The ultimate result of the investigation report is that the allegations against the petitioner so as to constitute a criminal act, punishable under the IPC is not made out. It is also a fact on record that no any disciplinary proceedings in regard to the allegations leveled in the aforementioned two FIRs has ever been initiated or pending. The conclusion of the above referred facts clearly speaks that there is no material with the respondent authorities to invoke the powers given under Rule 19(ii) of the Rules of 1958 and for dismissal of the services of the petitioner. 17. The Disciplinary Authority has not given any specific reasons for invoking the powers given under Rule 19(ii) of the Rules of 1958 and has also not given any reason how it has become reasonably practicable to follow the procedure given under rules 16, 17 and 18 of the Rules of 1958. It is the basic principle of service jurisprudence that whenever any adverse order is passed, the concerned delinquent officer should have been allowed the proper and reasonable opportunity to show-cause and hearing. Article 311(2) of the Constitution of India also gives safeguards to the government servants from any kind of adverse order without opportunity of hearing. The facts of the case and more particularly the facts that an FIR No.0626/2019 registered at Police Station Kaman, District Bharatpur and the FIR No. 0177/2019 registered at Police Station Uchhain, District Bharatpur, which were the sole basis for passing the impugned order against the petitioner, no more subsists in view of the fact that the FIR No. 0626/2019 has been quashed by the High Court and in FIR No.0117/2019, the Investigating Agency after thorough has submitted the Negative Final Report. There was no any such material with the respondents to invoke the powers under Rule 19(ii) of the Rules of 1958 and also to dismiss the petitioner from service without following the due procedure given under the Rules and without affording any opportunity of show-cause and hearing to him. The Disciplinary Authority has also not given any specific reasoning to uphold the findings given by the Disciplinary Authority.
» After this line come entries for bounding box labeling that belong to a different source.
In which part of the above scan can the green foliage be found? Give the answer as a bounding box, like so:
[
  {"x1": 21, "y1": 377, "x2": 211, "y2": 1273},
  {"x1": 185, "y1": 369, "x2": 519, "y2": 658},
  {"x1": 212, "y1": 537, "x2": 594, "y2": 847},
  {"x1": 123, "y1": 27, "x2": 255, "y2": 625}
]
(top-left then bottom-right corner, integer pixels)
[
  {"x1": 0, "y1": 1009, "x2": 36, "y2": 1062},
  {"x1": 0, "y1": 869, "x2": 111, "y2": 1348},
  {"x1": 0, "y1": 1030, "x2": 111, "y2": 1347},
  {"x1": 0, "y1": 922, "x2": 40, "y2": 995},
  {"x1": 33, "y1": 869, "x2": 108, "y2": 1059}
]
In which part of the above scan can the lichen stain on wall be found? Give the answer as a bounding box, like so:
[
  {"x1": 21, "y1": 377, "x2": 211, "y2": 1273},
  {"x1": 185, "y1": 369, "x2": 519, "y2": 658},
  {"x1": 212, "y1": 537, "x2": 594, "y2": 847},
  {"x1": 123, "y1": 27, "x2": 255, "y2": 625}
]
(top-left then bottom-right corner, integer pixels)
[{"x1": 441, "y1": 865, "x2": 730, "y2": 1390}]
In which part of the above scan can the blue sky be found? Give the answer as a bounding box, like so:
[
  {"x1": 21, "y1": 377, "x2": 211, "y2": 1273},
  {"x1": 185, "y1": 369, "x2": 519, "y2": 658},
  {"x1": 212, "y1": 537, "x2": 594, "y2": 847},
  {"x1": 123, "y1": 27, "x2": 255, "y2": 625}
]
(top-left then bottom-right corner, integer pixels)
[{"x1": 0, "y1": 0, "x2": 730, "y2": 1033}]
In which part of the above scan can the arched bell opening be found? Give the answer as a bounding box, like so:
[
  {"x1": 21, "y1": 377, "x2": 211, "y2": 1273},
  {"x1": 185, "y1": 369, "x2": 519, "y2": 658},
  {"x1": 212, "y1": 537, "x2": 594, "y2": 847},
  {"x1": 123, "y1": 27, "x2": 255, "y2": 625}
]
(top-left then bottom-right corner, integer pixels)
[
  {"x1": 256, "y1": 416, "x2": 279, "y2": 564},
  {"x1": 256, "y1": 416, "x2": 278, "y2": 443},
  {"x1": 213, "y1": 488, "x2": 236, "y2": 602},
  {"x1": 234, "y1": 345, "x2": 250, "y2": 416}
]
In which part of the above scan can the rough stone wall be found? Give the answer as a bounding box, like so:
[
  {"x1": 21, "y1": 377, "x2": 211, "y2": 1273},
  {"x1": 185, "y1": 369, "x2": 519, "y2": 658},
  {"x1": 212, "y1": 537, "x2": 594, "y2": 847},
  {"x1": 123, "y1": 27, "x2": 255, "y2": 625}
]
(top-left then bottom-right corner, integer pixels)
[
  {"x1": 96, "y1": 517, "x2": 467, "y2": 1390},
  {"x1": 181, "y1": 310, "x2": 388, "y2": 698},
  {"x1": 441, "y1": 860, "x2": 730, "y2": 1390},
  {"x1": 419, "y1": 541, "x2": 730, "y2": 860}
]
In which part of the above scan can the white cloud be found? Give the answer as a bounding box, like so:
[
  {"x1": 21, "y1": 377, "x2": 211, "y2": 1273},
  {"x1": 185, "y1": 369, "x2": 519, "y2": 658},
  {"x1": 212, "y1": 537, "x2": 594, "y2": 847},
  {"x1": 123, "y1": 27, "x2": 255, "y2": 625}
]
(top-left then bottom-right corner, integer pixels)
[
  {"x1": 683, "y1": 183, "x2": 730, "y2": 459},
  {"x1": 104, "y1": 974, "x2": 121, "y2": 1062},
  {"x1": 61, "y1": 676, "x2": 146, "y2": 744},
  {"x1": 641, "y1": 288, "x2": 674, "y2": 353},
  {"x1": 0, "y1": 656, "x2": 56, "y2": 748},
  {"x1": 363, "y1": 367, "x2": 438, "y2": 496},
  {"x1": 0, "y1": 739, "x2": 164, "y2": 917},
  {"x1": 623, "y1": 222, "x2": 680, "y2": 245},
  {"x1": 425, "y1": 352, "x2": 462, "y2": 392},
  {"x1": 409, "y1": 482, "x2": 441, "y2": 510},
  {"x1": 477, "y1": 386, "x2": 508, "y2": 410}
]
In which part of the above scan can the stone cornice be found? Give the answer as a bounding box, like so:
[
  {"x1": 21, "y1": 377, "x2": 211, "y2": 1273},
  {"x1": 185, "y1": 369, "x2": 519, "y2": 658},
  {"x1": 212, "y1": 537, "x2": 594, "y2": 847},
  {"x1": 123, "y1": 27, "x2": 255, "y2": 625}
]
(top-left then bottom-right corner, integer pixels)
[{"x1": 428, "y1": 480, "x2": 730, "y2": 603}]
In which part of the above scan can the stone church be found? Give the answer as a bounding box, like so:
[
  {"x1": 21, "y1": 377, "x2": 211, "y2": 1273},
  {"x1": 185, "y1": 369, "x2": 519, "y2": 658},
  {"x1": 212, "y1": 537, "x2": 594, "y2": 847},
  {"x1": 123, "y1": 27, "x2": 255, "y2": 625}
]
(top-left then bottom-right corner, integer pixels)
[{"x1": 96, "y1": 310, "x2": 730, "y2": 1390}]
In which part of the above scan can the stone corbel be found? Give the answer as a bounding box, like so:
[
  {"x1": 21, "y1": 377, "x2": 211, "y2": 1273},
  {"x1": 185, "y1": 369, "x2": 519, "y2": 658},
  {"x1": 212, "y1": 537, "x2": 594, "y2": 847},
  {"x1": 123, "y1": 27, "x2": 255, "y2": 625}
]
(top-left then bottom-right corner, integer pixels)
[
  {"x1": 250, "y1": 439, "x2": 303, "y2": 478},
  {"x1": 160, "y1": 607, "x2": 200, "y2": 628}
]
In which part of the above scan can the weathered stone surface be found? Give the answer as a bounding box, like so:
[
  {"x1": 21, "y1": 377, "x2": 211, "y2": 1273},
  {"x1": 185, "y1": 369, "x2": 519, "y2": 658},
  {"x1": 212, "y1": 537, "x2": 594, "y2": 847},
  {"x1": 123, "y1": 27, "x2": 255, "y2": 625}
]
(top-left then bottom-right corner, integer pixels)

The Disciplinary Authority has also not given any specific reasoning to uphold the findings given by the Disciplinary Authority. No sufficient reasons have been prescribed by the Disciplinary Authority as well as the Appellate Authority for dispensing with the inquiry procedure given under Rules 16, 17 and 18 of the Rules of 1958 and to invoke the powers given under Rule 19(ii) of the said rules. 18. The Co-ordinate Bench of this Court in the case of Lakha Ram vs. State of Rajasthan & Ors. (S.B. Civil Writ Petition No.12858/2015) decided on 20.12.2018, in paras 46 and 47 has observed as under:- “46. It cannot be disputed that the police force is a disciplined force and the respondents ought to be firm in imposing discipline amongst its personnel, but simultaneously the constitutional and statutory rigors provide for certain safeguards for all the civil servants/government servants, and in normal course, the Disciplinary Authority is not expected to dispense with the inquiry lightly or arbitrarily or merely in order to avoid holding of an inquiry. 47. This Court has also carefully gone through the record and both the impugned orders, and finds that nowhere the Disciplinary Authority or the Appellate Authority has recorded its satisfaction in writing so as to invoke powers under Rule 19(ii) of the Rules of 1958 and thus, the impugned orders suffer from basic infirmity of violating Article 311(2)(b) of the Constitution of India as well as Rule 19(ii) of the Rules of 1958.” The Division Bench of this Court at Principal Seat at Jodhpur in the case of State of Rajasthan & Ors. vs. Lakha Ram (D.B. Spl. Appl. Writ No.908/2018) decided on 01.08.2018 has observed in paras 6 and 7 as under:- “6. If this is the material on which inference of misdemeanor is drawn it cannot be said to be a case where it can be said that it is not reasonably practicable to hold an inquiry. In fact, a perusal of the impugned judgment would show that the entire case of the appellants was that there was material with the Department of the respondent being in touch with various persons whose names have been noted in paragraph No. 27 of the impugned order.” The Coordinate Bench of this Court in the case of Hanuman Ram (Deceased) through his legal representatives Bhanwari Devi & Ors. Vs.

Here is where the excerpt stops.